“Desliguem o pensamento partidário e sejam mente aberta”. “Sem ideologia. Eficiência e técnica são nossos lemas”. “Eu não discuto partidos, só discuto ideias, voto em pessoas”. “Não sou político, sou um administrador, sou empresário, sou gestor”.  “Nem de direita, nem de esquerda, Brasil acima de tudo”.

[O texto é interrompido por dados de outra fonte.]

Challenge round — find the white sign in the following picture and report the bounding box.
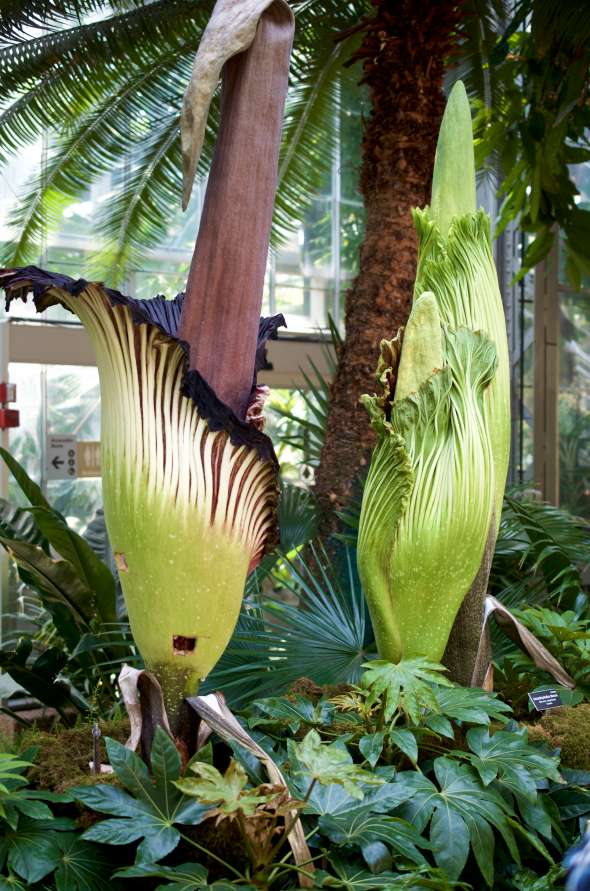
[46,433,77,480]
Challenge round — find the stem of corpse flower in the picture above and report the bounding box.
[179,3,293,419]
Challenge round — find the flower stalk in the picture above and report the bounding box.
[0,0,293,726]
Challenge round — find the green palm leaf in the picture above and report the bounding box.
[0,0,370,275]
[202,545,375,706]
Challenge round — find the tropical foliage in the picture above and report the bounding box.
[0,0,589,283]
[0,660,590,891]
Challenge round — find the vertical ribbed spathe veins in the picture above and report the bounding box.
[0,267,281,702]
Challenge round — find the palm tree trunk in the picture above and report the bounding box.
[317,0,459,531]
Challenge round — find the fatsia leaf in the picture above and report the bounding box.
[174,758,277,817]
[361,659,451,724]
[289,730,383,799]
[389,729,418,764]
[115,863,209,891]
[4,817,74,884]
[248,694,334,733]
[426,686,512,725]
[54,832,117,891]
[26,507,117,623]
[393,757,519,886]
[318,813,430,865]
[465,727,561,801]
[430,802,469,879]
[359,731,385,767]
[72,727,208,863]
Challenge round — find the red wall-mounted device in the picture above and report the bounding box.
[0,381,20,430]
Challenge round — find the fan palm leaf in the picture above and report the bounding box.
[203,544,375,706]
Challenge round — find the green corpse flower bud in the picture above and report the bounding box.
[358,83,510,662]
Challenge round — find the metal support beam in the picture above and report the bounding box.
[533,245,559,504]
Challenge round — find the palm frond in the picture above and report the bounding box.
[0,50,199,265]
[203,544,375,706]
[0,0,371,275]
[95,114,181,284]
[272,321,342,468]
[490,494,590,608]
[0,0,212,98]
[0,0,106,45]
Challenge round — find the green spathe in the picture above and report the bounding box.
[430,80,477,235]
[358,83,510,661]
[395,291,443,402]
[358,328,496,662]
[61,285,276,718]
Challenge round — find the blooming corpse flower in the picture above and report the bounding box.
[0,0,293,720]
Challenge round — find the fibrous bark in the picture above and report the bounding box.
[317,0,459,531]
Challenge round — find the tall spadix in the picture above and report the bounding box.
[358,83,510,661]
[0,0,293,722]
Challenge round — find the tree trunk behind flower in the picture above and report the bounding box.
[317,0,498,685]
[317,0,458,531]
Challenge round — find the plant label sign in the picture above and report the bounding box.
[529,690,561,712]
[45,433,78,480]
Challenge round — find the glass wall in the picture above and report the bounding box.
[0,90,362,332]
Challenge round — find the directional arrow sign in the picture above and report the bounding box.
[45,433,78,480]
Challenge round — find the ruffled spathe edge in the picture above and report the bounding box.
[0,266,286,471]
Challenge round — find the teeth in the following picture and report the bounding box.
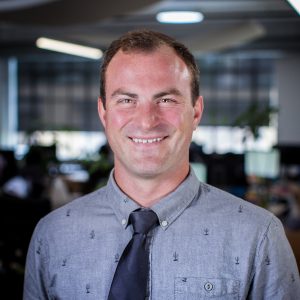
[132,138,163,144]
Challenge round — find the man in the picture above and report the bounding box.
[24,31,300,300]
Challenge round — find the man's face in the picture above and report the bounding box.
[99,46,202,182]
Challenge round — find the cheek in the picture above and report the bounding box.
[106,111,130,129]
[164,110,193,129]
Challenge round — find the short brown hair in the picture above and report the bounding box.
[100,29,199,107]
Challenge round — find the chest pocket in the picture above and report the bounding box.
[175,277,240,300]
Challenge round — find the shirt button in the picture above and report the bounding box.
[161,220,168,227]
[204,282,214,292]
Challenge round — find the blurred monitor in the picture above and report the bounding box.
[276,144,300,166]
[245,149,280,179]
[190,162,207,182]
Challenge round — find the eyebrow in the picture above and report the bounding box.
[111,89,138,98]
[153,88,182,99]
[111,88,182,99]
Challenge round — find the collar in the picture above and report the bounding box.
[106,167,200,230]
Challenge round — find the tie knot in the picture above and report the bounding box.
[130,209,158,234]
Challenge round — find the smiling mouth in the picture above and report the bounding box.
[130,137,166,144]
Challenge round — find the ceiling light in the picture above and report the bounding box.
[287,0,300,15]
[36,37,103,59]
[156,11,204,24]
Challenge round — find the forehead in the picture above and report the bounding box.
[106,46,190,84]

Você já ouviu as frases acima? Leu em alguma rede social? Ou, ainda, ouviu em um bate papo com aquele amigo mais progressista? Nas últimas eleições (2016 e 2018), muitas das ideais transmitidas nessas frases circularam entre a população e foram constantemente afirmadas nos discursos de políticos hoje eleitos – como João Dória (PSDB-SP), Carlos Moisés (PSL-SC) e Bolsonaro (sem partido). Na atual eleição (2020), esse fenômeno permanece.

Imagem: Reprodução Folha

No Brasil, é impossível que uma pessoa seja candidata sem estar filiada a um partido. A obrigatoriedade da filiação partidária como critério para elegibilidade está na Constituição Federal, no artigo 14. É impossível também afirmar que um partido não seja político. Os candidatos que dizem em seus discursos não serem políticos – convencendo parte da população de que isso é bom – estão, no fundo, fazendo política. E não é a “nova política”, como gostam de afirmar.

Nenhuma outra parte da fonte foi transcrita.